Although smoking is a well-known and universally accepted risk factor for the initiation, progression and severity of periodontitis [26], the results of the multivariate analysis in this study did not reveal any association between smoking cigarettes, cigarette numbers or duration of smoking and periodontal status. This disagreement may be due to variations among studied populations, sample number and, mostly, accuracy and subjectivity of self-reporting by patients.
Family history and parents’ consanguinity
It is well recognized that AgP aggregates in families [7, 15, 27]. A currently widely held view is that the destruction observed in periodontal disease is the result of an improperly regulated immune response to bacterial infection rather than the directly destructive effect of the bacterial pathogens themselves [28]. Specific genotypes, such as polymorphisms in IL-1 [29, 30] genes have been linked to increased risk of periodontal diseases [31].

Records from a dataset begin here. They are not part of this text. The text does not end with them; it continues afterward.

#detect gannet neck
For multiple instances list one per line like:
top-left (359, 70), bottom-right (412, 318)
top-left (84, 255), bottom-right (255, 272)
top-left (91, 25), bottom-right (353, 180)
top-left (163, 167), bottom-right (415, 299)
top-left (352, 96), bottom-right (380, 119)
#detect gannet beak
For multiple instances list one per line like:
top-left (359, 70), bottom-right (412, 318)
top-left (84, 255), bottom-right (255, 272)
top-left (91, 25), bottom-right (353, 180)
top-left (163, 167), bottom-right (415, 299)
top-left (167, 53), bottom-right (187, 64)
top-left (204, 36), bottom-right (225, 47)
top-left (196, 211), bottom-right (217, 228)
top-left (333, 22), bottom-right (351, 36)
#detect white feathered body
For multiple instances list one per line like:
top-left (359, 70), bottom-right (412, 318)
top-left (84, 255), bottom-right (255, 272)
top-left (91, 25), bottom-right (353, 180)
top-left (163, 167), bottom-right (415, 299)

In the present study, more than half of AgP patients reported periodontal problems among other family members, and by that, significantly differed from controls, in agreement with other studies [32]. Familial aggregation of periodontitis may result from shared genes, shared environmental exposures and similar socioeconomic influences. Marriage between relatives, particularly cousins, as a social habit in the Jordanian society was not found to be a risk indicator of AgP in the current study. This is in agreement with previous results [33, 34], but additional studies are recommended to investigate this factor. Marriage between relatives can be looked at as “inbreeding”, the impact of which is well documented on Mendelian disorders. However, very little is known on the effects of inbreeding on late onset and complex, multifactorial diseases such as periodontitis. A study conducted on an Israeli-Arab community reported that in spite of the high rate of consanguinity, no significant difference was found in the prevalence of complex diseases like diabetes, myocardial infarction and asthma between the offspring of consanguineous versus non-consanguineous parents [34].